UTF-8 and ISO-8859-1 treat the code points 0 to 127 (aka ASCII) the same. They are left as is and saved as only one byte. They differ in the treatment of the code points 128 to 255. UTF-8 can encode the whole Unicode code point set, while ISO-8859-1 can only cope with the first 256 code points.
So, what does UTF-8 do with code points above 128? There is a staggered set of encoding possibilities for code points as they get bigger and bigger. For code points up to 2047 two bytes suffice. They are encoded like this: (see this bit schema)
x xxxx xxxx xxxx => 110xxxxx 10xxxxxx
Let's encode small letter o with diaresis in UTF-8. The bits are: 0 0000 1111 0110 and gets encoded to 11000011 10110110. This is nice.
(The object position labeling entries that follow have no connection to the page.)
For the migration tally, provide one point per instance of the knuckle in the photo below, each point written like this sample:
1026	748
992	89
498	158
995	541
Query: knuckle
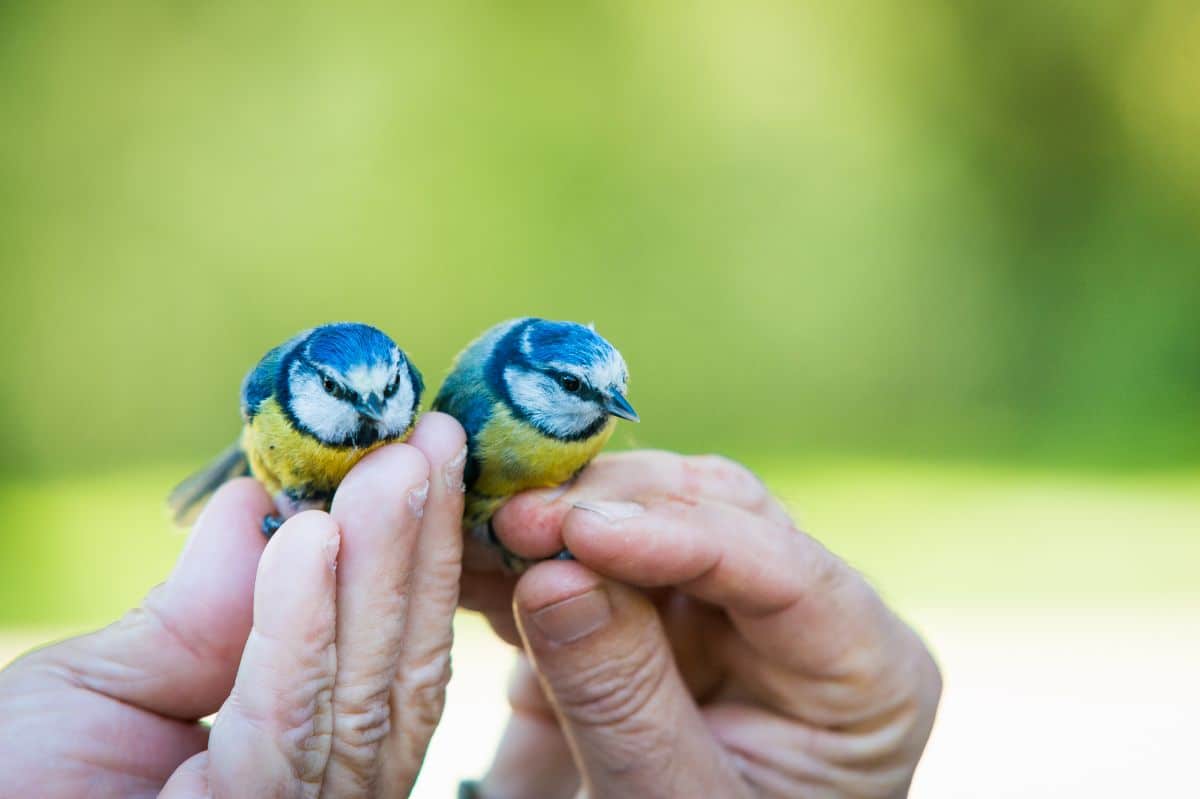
361	720
617	692
424	688
735	476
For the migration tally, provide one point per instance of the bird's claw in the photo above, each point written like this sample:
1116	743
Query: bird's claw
271	522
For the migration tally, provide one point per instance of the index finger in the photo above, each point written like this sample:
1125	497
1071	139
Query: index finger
795	602
531	523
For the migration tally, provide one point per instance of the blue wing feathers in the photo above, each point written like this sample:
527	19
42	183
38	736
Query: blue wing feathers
262	380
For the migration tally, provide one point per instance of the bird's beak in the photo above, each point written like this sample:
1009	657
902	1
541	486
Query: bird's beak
618	406
371	408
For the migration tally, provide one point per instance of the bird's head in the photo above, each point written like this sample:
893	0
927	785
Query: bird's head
563	378
351	385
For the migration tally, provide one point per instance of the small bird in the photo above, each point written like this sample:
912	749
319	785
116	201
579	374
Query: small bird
312	408
538	400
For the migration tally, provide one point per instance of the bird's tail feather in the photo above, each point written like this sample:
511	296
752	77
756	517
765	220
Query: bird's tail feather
189	497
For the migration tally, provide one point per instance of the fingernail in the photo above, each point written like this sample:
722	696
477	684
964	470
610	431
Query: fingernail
331	547
417	498
611	511
454	472
574	618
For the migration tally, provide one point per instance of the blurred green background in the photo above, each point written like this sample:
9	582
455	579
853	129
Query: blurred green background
933	268
964	235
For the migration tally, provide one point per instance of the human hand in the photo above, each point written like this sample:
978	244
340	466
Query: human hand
748	661
327	650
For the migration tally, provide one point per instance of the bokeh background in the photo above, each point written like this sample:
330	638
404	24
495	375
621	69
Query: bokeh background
931	268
However, these two bytes can be misunderstood as two valid (!) ISO-8559-1 bytes. What are 11000011 (C3 hex) and 10110110 (B6 hex)? Let's consult an ISO-8859-1 table. C3 is Capital A tilde, and B6 is Paragraph sign. Both signs are valid and no software can detect this misunderstanding by just looking at the bits.
It definitively needs people who know what names look like. Göran is just not a name. There is an uppercase letter smack in the middle of the name and the paragraph sign is not a letter at all. Sadly, this misunderstanding does not stop here. Because all characters are valid, they can be copy-pasted and re-rendered. In this process the misunderstanding can be repeated again. Let's do this with Göran. We already misunderstood it once and got a badly formatted Göran. The letter Capital A, tilde and the paragraph sign render to two bytes in UTF-8 each (!) and are interpreted as four bytes of gobbledygook, something like GÃÅ.ran.
Poor Jürgen! The umlaut ü got mistreated twice and we have JÃŒrgen.
We have a terrible mess with the umlauts here. It's even possible that the OP got this data as is from his customer. This happened to me once: I got mixed data: well formatted, badly formatted once, twice and thrice in the same file. It's extremely frustrating.